The River Part of Campbell River


The Falls of Elk Falls

My full time, temporary job ended which is depressing because I really, really liked that job and now I am a little at loose ends, but at least, finally! we could go camping. Step and I usually go camping in spring, before school is out, and after Labour Day, when school is back in, and other than taking everything we need including water and fuel, we don’t do a lot of planning, which was also our method this time, which turns out to be not the best method for when school is out. We wanted to go somewhere around the river of Campbell River, so first we tried a provincial park near the city of Campbell River called Elk Falls, and while it was beautiful in the same way all the provincial parks are, it was super crowded and the attendant was a little cranky (I guess she was overwhelmed?). All the really good sites were taken so we decided to soldier on. There are a lot of recreational sites  along the river so we tried some. You have to go down long, dirt logging roads to get to them. The first one we tried was Miller Creek, which has, I think, 14 sites, 13 of which were occupied and they were all really close together with no trees or anything in between. That is my least favourite campsite!

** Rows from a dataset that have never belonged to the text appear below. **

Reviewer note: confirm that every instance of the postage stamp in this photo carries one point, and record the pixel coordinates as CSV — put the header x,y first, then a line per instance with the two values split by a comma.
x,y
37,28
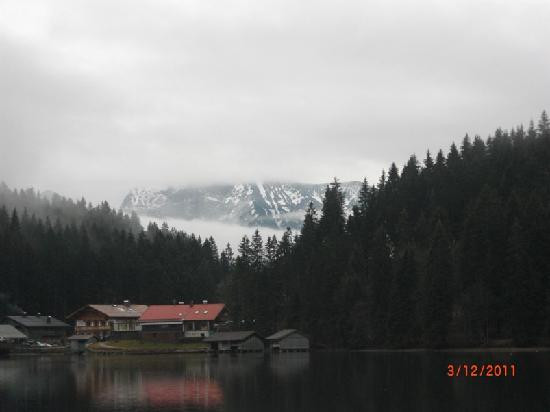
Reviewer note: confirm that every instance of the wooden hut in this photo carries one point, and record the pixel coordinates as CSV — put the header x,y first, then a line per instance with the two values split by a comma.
x,y
41,328
242,341
108,321
9,337
79,342
288,340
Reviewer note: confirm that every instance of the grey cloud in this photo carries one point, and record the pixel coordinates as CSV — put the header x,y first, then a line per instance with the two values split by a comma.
x,y
100,97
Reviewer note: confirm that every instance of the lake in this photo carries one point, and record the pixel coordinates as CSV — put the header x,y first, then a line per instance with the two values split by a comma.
x,y
316,382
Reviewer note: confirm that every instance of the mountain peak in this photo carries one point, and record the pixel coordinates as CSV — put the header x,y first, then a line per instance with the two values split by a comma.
x,y
269,204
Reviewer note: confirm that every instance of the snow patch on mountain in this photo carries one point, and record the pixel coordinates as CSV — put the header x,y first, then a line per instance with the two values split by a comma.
x,y
275,205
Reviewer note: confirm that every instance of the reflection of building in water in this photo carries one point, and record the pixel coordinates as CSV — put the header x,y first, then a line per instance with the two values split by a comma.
x,y
203,392
289,363
131,382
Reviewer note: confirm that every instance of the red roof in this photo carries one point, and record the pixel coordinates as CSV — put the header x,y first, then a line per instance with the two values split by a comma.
x,y
156,313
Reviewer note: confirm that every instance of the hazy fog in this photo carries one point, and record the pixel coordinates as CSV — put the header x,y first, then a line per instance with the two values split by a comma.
x,y
99,97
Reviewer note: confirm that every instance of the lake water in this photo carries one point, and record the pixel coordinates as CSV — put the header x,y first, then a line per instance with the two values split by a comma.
x,y
327,381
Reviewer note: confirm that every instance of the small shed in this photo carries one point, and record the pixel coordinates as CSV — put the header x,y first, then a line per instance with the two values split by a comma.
x,y
79,342
242,341
9,334
41,328
288,340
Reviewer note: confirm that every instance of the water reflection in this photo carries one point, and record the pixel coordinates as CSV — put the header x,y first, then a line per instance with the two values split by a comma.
x,y
320,382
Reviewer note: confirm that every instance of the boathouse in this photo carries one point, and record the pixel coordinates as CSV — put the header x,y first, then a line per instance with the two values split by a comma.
x,y
241,341
288,340
79,342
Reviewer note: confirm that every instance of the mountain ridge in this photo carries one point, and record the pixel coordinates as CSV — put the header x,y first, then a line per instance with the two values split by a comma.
x,y
270,204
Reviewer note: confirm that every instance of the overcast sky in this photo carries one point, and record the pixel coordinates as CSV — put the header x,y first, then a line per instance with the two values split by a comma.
x,y
97,97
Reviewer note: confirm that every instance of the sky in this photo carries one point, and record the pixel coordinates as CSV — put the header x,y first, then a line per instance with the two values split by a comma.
x,y
98,97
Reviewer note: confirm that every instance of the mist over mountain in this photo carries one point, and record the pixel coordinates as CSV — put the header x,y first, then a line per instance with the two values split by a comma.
x,y
275,205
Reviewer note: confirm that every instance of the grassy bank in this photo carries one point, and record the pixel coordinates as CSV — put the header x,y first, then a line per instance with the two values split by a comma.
x,y
138,346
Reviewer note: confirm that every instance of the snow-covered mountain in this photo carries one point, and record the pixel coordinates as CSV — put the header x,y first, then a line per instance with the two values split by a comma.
x,y
276,205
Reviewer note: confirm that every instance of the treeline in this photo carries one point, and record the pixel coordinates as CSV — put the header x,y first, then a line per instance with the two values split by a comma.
x,y
451,251
56,255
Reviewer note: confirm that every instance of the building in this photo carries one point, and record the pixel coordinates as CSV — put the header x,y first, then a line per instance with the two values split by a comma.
x,y
288,340
45,329
178,322
242,341
104,321
8,334
79,342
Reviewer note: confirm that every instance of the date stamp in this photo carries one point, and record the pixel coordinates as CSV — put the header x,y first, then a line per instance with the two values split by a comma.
x,y
488,370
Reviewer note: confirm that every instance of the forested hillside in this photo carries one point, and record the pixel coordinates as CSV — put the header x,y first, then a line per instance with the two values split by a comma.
x,y
453,250
56,255
450,250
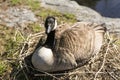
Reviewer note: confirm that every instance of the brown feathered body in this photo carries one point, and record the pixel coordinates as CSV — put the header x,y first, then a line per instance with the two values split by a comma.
x,y
74,45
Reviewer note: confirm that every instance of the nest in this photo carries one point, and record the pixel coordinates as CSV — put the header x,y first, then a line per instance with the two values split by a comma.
x,y
104,66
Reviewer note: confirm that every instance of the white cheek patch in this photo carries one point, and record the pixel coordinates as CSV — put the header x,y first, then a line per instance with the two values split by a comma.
x,y
46,55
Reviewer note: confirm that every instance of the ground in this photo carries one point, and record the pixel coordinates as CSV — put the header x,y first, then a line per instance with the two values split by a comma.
x,y
18,42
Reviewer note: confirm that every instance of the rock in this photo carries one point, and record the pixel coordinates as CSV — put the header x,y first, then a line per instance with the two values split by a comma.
x,y
82,13
15,16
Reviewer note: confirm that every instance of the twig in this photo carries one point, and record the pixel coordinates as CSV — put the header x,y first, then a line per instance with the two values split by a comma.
x,y
45,73
104,59
112,76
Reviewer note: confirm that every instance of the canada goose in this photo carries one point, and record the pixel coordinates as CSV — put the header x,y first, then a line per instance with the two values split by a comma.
x,y
74,45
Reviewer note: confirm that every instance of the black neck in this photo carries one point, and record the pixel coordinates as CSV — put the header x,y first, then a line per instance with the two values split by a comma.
x,y
50,39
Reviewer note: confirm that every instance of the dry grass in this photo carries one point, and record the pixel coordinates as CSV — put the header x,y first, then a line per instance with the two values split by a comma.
x,y
104,66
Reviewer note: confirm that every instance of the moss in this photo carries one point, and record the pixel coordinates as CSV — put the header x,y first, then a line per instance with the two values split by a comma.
x,y
3,67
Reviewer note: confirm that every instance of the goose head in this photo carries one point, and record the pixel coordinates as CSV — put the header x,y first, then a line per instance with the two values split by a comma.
x,y
50,24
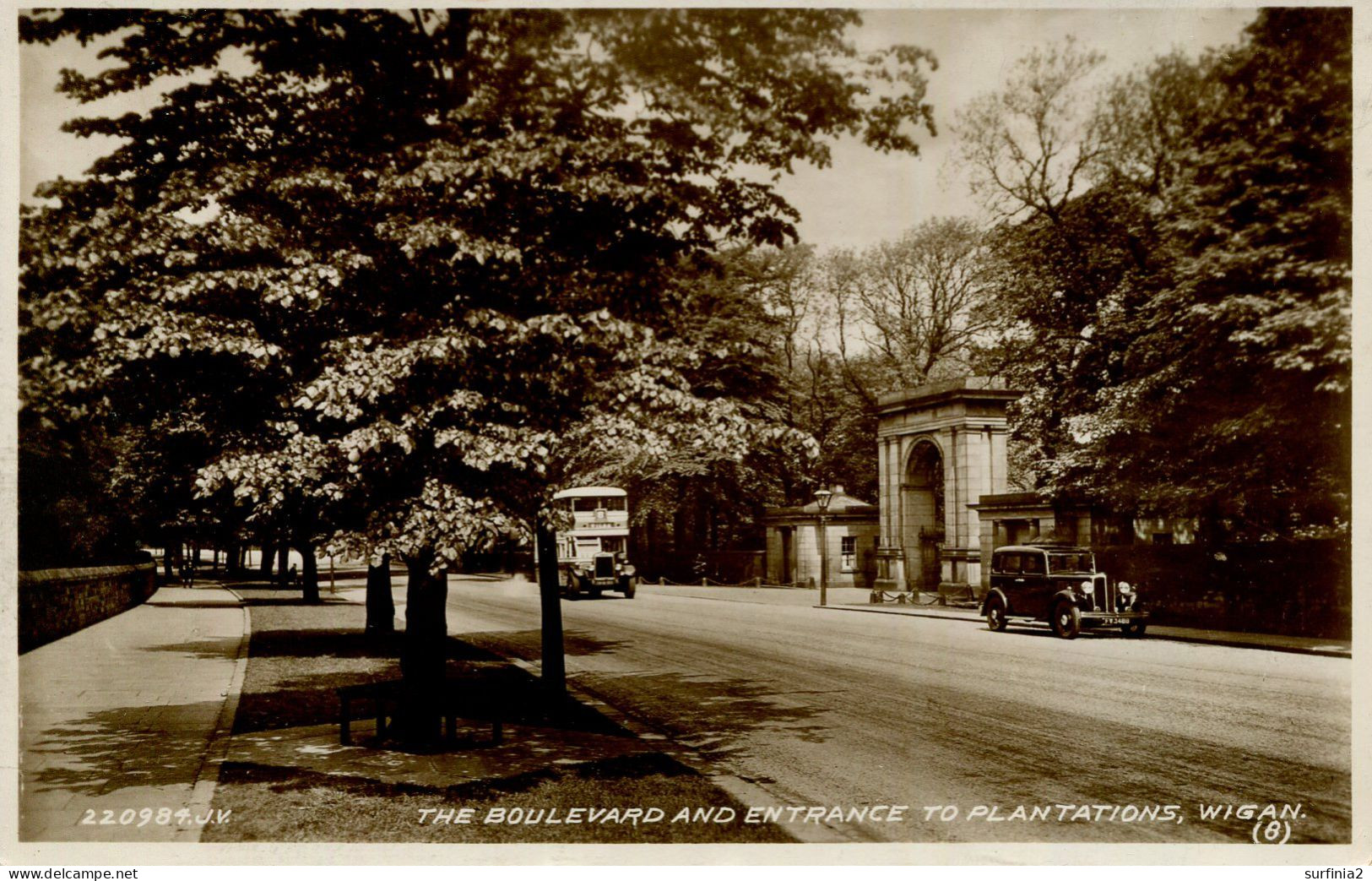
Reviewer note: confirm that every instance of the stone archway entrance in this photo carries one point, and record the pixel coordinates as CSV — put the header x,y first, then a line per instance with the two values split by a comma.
x,y
922,516
939,449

Many People Enjoy Campbell River

We left there instead of snagging the remaining spot and debated on whether to drive all the way to where the turnoff to Gold River and the next provincial park is, and decided to at least go in that direction. The highway, while in very good condition, is really windy (windy, not windy) and people tend to speed down it, and we saw the aftermath of a horrible accident, with a turned over car, and police everywhere and numbered markers showing the skids. That was very disturbing and a cautionary tale. I have traveled down that road many times for my ex-temporary, full time job and I often sped, but I won’t again.


Q: What Does a Woman Have to Do to Get a Camp Site Like This One?

We noticed BC Hydro had a recreational site at the Strathcona dam and checked that out. The dam is between upper Campbell Lake and Lower Campbell lake. It  was down a dirt road not well marked and after crossing the dam halfway we could see the camp sites below on Lower Campbell Lake but couldn’t figure out how to get to them.  We had seen a Mo-Ho going down a certain road so we turned around and tried that. The road was super bumpy at it went on and on, but we could see the Mo-Ho ahead of us so we plugged along. I started to complain to Step that we had gone way further than the campsite we had seen from the dam, and eventually we found a spot to turn around and back track. Another car approached. I said “Let’s ask this guy. He must know about this place”, but Step was driving and instead of asking the guy questions he just waved and went past him. Then I was quite upset! We had missed out chance for information and the bumpy road was giving me a headache and we wouldn’t find a camping spot before dark! We headed back to the highway, but the mystery of the Strathcona Dam Recreational site vexed us. How the hell did those campers get down there? I brilliantly (if belatedly) consulted a book we keep in the back of the van called “Camp Free in BC“. It instructed we were to go down the Strathcona Dam Road and, tada!, there is the camp site. Step noted that the campsite had river on both sides, so maybe you have to cross the dam and approach it from the other side? And that was the solution and we came to the sites.


Step at Our Private Little Beach

Maybe half of them were occupied and some were in full view of the massive industrial complex that is the dam, but right at the end we found a magical one, easily the best site of them all, and miraculously unoccupied. Step suddenly realized he had forgotten to bring the hammock! I reminded him we used to enjoy camping even before we got the hammock. From then on, nothing bad happened on our camping trip. The sky cleared of clouds and we could see the milky way. We woke up on a shady waterfront site next to a beautiful, clear turquoise lake, with a fire pit and picnic table, and it was free! You couldn’t even see the dam from there and you had to really turn your neck to see any power lines. It was very relaxing and the water was not too cold. We had a little private beach with a sharp underwater drop off and that was perfect for swimming. Yes, some geese came into our campsite while we were out for a walk and they poohed everywhere, but we flicked that shit away with a stick, so that doesn’t count as bad, it only counts as “not perfect”.


A: Look For It.

After a couple of nights we had to leave and we visited the Elk Falls suspension bridge on the way home. This is a new bridge that the Campbell River Rotary Club envisioned and helped build, with a bunch of other people, to promote tourism and show off the falls. When you walk there you have to go through some hydro construction and there is a little bridge spanning some penstocks, which some people might find confusing as the bridge. Expectation vs. reality! Keep walking, people! The falls themselves are quite majestic, and the suspension bridge is sturdy, but those suspension bridges are always nerve wracking.


This Can’t Be It


This is It.

For lunch, Step got to go to the Ideal Cafe for the first time, and we ran into our friend Dave there. How ideal!


The Cafe Where Friends Meet Friends.